Quote Originally Posted by Eldan View Post
Interestingly, in Switzerland, we saw them as two distinct, but kind of similar figures, when I was a kid. There was the guy from TV (TV was almost entirely dubbed American TV), who we knew as "The Christmas Man" (Weihnachtsmann). He has a flying sleigh, comes on Christmas and brings gifts. He lives at the north pole with a race of kobolds who build his gifts (they arent' elves. Clearly. Elves are entirely different. Elves fly. (I think my only context for elves at that point was Peter Pan, where the version of the book I had read to me translated "fairy" as "elf".)

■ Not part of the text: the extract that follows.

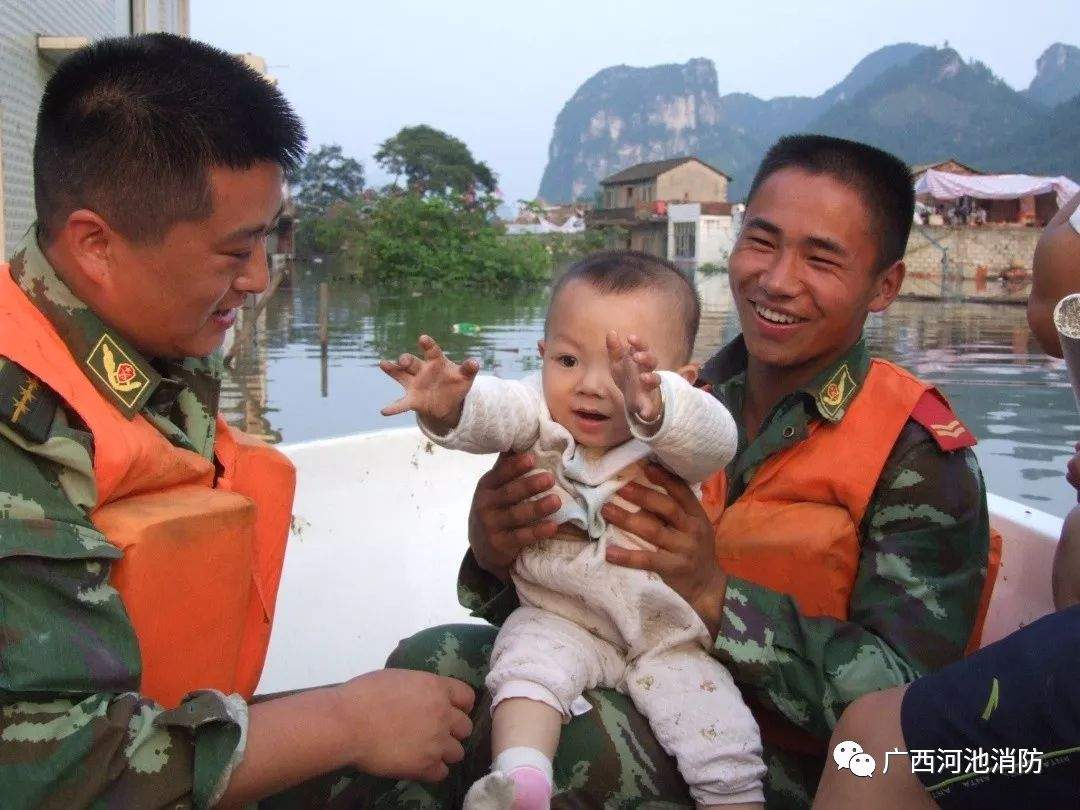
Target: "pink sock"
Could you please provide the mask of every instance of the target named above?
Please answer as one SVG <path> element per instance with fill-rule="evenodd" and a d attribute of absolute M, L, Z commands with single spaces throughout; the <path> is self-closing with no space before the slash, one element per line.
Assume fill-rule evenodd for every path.
<path fill-rule="evenodd" d="M 551 807 L 551 782 L 538 769 L 522 765 L 507 776 L 514 780 L 514 810 L 548 810 Z"/>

Then there's Santa Claus (Samichlaus), who's a different, but similar figure. Dresses a lot alike, at least. He lives "nearby in the forest" (We could go visit his cottage! It was really magical!). He comes to your house on December the Sixth, reads you a list of what you did well and what you did wrong this year and then hands you a small bag of sweets. He doesn't have a flying sleigh, he walks with a donkey or horse who carries his bag of gifts. He also doesn't have elves, he has a single grim servant in a black cloak who always threatens to beat up or abduct "bad" kids, but never does.

I remember it taking me years to really figure out that they were supposed to be the same guy.
Actually they are not. In Belgium and the Netherlands we also have two figures. We have 'sinderklaas' (Saint Nicholas) who comes on december 6th with presents and then you have Santa Claus on Christmas (who is a lot less prevalent here).

Actually the way I've understood it is that Santa Claus is a hybridization of figures like Saint Nicholas and Grandfather Frost and some others. When immigrants moved to the US, they took their own figures with them and in the course of time a hybrid figure emerged, which is what we now know as Santa Claus.